It seems it takes a shared bottle of wine for my mother and I to have a conversation. We just spent a good hour talking about my sister and I. I think it was more helpful for my mom than it was for me, because I hope it made her realize that I’m not completely unaware of my actions or those of my sister. One does not annex ones family lightly, and I don’t know that I have done so. But I think my mom was worried that I wasn’t completely aware of what i was doing. I understand that my sister has not figured her life out, and I understand that she is still wishing for something that will never happen, but I am not going to sit and be walked all over while she figures it out. “I’m aware of my behavior, and I see where I’m wrong and where I’m right. I see where i still need to grow, and I know that that needs to happen, but I am currently unable to do that. In a few months from now, wen the situation has changed, things may be different, but currently they stand where they stand. I am no means matured in my development as a person, but I am not completely unaware of myself either” were my exact words to my mother.

I mean, I suppose I really need to make an effort to put myself in my sister’s shoes, but I find it so impossible because I see how completely wrong what she’s doing is. It will never work, its a waste of energy, and it hurts the people who care about her most, more than anything. I cannot, in good health, support her actions by any means, and as far as I’m concerned, talking to her and sympathizing with her is a form of support. By not talking to her I feel like I’m helping to get her to her lowest point (because clearly her lowest point is where she needs to be before she’s willing to change) where she realizes that her life needs to change.

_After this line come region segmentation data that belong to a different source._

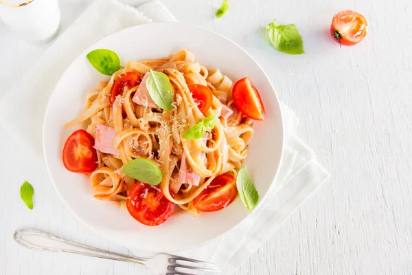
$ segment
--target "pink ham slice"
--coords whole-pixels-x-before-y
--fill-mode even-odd
[[[228,107],[225,104],[222,104],[222,113],[221,116],[225,120],[227,120],[231,114],[233,113],[233,111],[231,109]]]
[[[157,105],[150,97],[149,91],[146,86],[148,75],[149,73],[146,73],[146,74],[144,75],[144,77],[143,78],[140,85],[139,85],[139,88],[137,88],[137,91],[136,91],[136,93],[135,94],[133,98],[132,98],[132,100],[135,103],[139,105],[143,105],[150,108],[157,108]]]
[[[119,155],[115,149],[115,129],[107,126],[98,124],[95,132],[95,146],[96,150],[106,154]]]
[[[205,157],[206,157],[206,154],[205,153],[201,153],[201,160],[205,160]],[[187,164],[186,164],[186,153],[185,151],[183,151],[183,153],[182,154],[178,181],[181,184],[189,184],[195,186],[198,186],[199,185],[199,182],[201,181],[201,177],[194,173],[190,166],[187,168]]]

Again, I repeat, I understand that by no means am I a fully matured, correct-100%-of-the-time, adult (and I am not so naive to think that such a creature exists) but I do stand by my decisions and actions. Until such a time that I deem them ineffective (and I do think that time is fast approaching) and incorrect, I do not see myself changing. That said, (and I know this will sound bad) I see myself as the person who is more aware of what is occurring, and who is more inclined to change. But then of course, maybe I’m really not that ready to change. I have spent my whole life trying to avoid conflict, because it was something so easily available without provocation in my childhood, and now that I’m “strong” enough to stand up for myself, I’ve noticed I’m much less likely to change myself for others. My other problem is, I genuinely do not need the company of others to be happy. I cannot express the joy I get from sitting alone and experiencing the little things in life. Watching the sun rise above the shrubs that block the horizon, while enjoying a cup of tea and a muffin in the morning. Hearing the hum of the bees as they flit to and fro. Watching three hummingbirds chase each other about while I garden. Watching a butterfly flutter clumsily through the yard while I play fetch with my dogs. These are some of the happiest moments in my life, and they are experienced and enjoyed in complete solitude. I am solitary by nature. This is, I realize, a disadvantage when it comes to sympathizing and allowing people (back) into your life. Why should I make an effort to allow a person in my life who has betrayed me and squashed my hopes and chosen a flashy lifestyle over my family’s own existence?

I had to type all of this out, if only to again explain my feelings to the world, and even more in depth. Though, 95% of what I’ve written was said to my mother this evening. I don’t know that I took much away from what she said (as she mostly asked me questions that I have been asking myself from before the beginning of this debacle) but I do hope that what I said has proven to her that I am not so lost in my life as she may have once thought. I am not a person of action, but when I do act it is often drastic and often results in change. If only to sound…. whatever…. I am an Air Sign through and through, and adaptation and contemplation are some of my more notable attributes. I sit and think about things for days on end before I even consider acting. I am saying all of this, again, to show that I really did make an effort to think about what I was doing before I annexed my sister. Even if doing so may be the wrong thing to have done.

In other, much less exiting news. I spent most of last week working in my aunts yard and got several projects done in the three 7 hour days that I was there. I spent most of this week working out my summer schedule (I am not only taking one math course online) and preparing for my graduation party tomorrow. My aunt and I barked the lower level of my yard yesterday, and the entire yard was weeded more effectively than it’s ever been done before. As far as I’m concerned, my yard looks the best it’s ever been, school is easy but time consuming, I am happy with where I stand in life, and despite some major flaws in my family structure, I really am at peace with myself. I know my mother would hate that I have said that, but I really am much happier without the constant drain of my dad and my sister. I think I could never see my father again, and be more than happy without him. I would like my sister to amend her mistake, but I think that if she never figures out that my dad is a complete ass and that she’s wrong to stay with him then I will be none the worse without her in my life.